# rester / être / mettre / remettre / mis / remis au goût du jour



## HullVillan

salut

I'm translating this bloody hard and bloody long piece of work and have come across the phrase "au gout du jour". Is that something along the lines of "to keep up to date" or have I got the wrong end of the stick on that one?

"Aujourd'hui, si les enfants sont a' ce point cheris, c'est que les parents comptent aussi sur eux pour rester au gout du jour, pour apprendre des choses de leur progeniture."

"Today, if children are too spoilt (?), it's because parents rely on them to keep up to date, to learn things from their offspring."

How's that?

Cheers. HV

ps. I know there aren't any accents


----------



## mgarizona

Sounds good. up-to-date. In our techno-driven world you might even say 'plugged-in.'

And spoilt might be a little strong, but I wouldn't say it was wrong. Perhaps 'doted on'?


----------



## Catalinata

Here is an extract from a text I am translating:

Des vases « néo-Art nouveau » sont mis au goût du jour par Jacqueline Simon en 1978.

Here are some of my tries. Please tell me which (if any) are ok, as well as any other suggestions you may have. 

« Neo-Art Nouveau » vases were given a new lease on life by Jacqueline Simon in 1978. 

« Neo-Art Nouveau » vases were brought back to the fore by Jacqueline Simon in 1978. 

« Neo-Art Nouveau » vases were given new popularity by Jacqueline Simon in 1978.


----------



## SwissPete

... were updated to modern tastes ... (?)


----------



## ChiMike

I think a better translation would be:

"were brought into the fashion of the time by Jacqueline Simon in 1978."

Here is an example of her work ( Joseph Simon, who also designed for Val-Saint-Lambert during the Art Deco period was even more famous):
Rule #*34.* Pas de publicité. Ne postez pas de lien vers des sites commerciaux. Ne postez rien qui puisse être considéré comme de la publicité, même en faveur de sites, produits ou services à vocation non commerciale

There are some auction sales of her Neo-Art-Nouveau style which can be found on the net. However, since the sales are over, the photos are no longer available --- all, however, date from about 1978. That is why the style is called "NEO" Art Nouveau and the meaning of the sentence, it seems to me, is that her vases made it fashionable at the time (1978).

Joseph Simon was, in fact, a major Art-Nouveau and then Art-Deco designer from the 1910's to the 1930s along with a whole group at Val-Saint-Lambert presided over by Léon Ledru (see: http://www.art-memoires.com/lettre/lm1517/15uledruvsl.htm).

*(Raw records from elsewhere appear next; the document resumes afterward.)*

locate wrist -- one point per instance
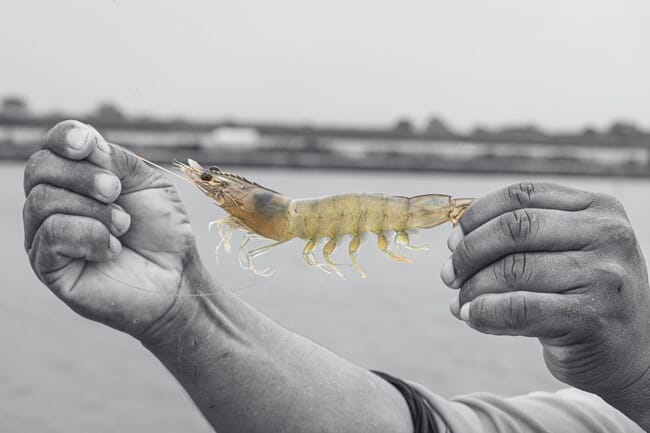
(634, 399)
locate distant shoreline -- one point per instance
(299, 147)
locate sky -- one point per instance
(555, 63)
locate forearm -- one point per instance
(634, 401)
(246, 373)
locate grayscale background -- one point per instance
(313, 98)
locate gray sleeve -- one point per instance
(565, 411)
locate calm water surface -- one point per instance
(62, 373)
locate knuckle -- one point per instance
(33, 166)
(610, 202)
(50, 230)
(462, 257)
(610, 275)
(520, 225)
(516, 314)
(467, 291)
(616, 230)
(36, 202)
(521, 193)
(514, 270)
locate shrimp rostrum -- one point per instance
(266, 214)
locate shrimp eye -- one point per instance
(206, 176)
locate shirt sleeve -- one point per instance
(566, 411)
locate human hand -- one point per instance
(563, 265)
(104, 231)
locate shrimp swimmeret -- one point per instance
(266, 214)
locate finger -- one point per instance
(74, 140)
(560, 272)
(524, 195)
(63, 238)
(71, 139)
(45, 200)
(82, 177)
(528, 314)
(519, 231)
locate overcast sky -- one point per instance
(558, 63)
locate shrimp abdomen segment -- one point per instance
(348, 214)
(429, 210)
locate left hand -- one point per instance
(563, 265)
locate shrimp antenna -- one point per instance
(151, 163)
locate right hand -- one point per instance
(104, 231)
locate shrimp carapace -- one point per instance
(266, 214)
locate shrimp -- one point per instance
(266, 214)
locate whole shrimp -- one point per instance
(266, 214)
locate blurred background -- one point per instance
(313, 98)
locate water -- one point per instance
(62, 373)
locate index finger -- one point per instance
(540, 195)
(71, 139)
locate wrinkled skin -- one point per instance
(563, 265)
(105, 232)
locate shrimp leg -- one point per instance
(382, 242)
(327, 250)
(352, 250)
(258, 252)
(308, 255)
(402, 239)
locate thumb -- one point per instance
(133, 173)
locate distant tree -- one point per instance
(403, 126)
(437, 126)
(624, 129)
(109, 111)
(523, 133)
(589, 131)
(14, 106)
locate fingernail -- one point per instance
(120, 220)
(76, 137)
(115, 245)
(103, 146)
(448, 274)
(454, 306)
(107, 185)
(464, 312)
(454, 238)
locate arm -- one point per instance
(562, 265)
(110, 237)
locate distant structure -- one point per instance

Here is an example of Joseph Simon's work:
http://www.oudekeramiek.be/start.php?lang=fr&rub=20&id=17

I have no idea whether these Simons are related to Jacques Simon and the Atelier Simon of Reims (he saved and restored the stained glass windows of the Reims Cathedral during and after the First World War and was a major stained glass designer).
http://www.atelier-simon-marq.fr/fr_la_socia_c_ta_c_article3.html


----------



## Catalinata

Thank you ChiMike. Wow, you really seem to know your stuff!


----------



## Blootone

To rearrange the phrase:

"In 1978, Jacqueline Simon *brought a modern touch *to the neo-art nouveau vase..."


----------



## ChristopherB

Hello,

Can anyone explain the use of this phrase? I have it translated as "to put back", but I'm not entirely sure.

The context is:

"Avant le début des festivités qui marqueront cette ouverture, il me tient particulièrement à coeur que nous profitions de cette occasion pour rappeler à tous nos chers auditeurs que les Olympiades furent remises au goût du jour et réintroduites par l'intermédiaire d'un Français, le Baron Pierre de Coubertin."


----------



## brm

Well the common meaning is simply "updated". But here i would rather say something like:
The Olympics were given a makeover and reintroduced thanks to a frenchman etc..


----------



## Cold_Sweat

"brought back into fashion"


----------



## rosalind

"Brought up to date," perhaps.


----------



## olithegreat

Bonjour je souhaite traduire l'expression "au goût du jour" dans le contexte suivant.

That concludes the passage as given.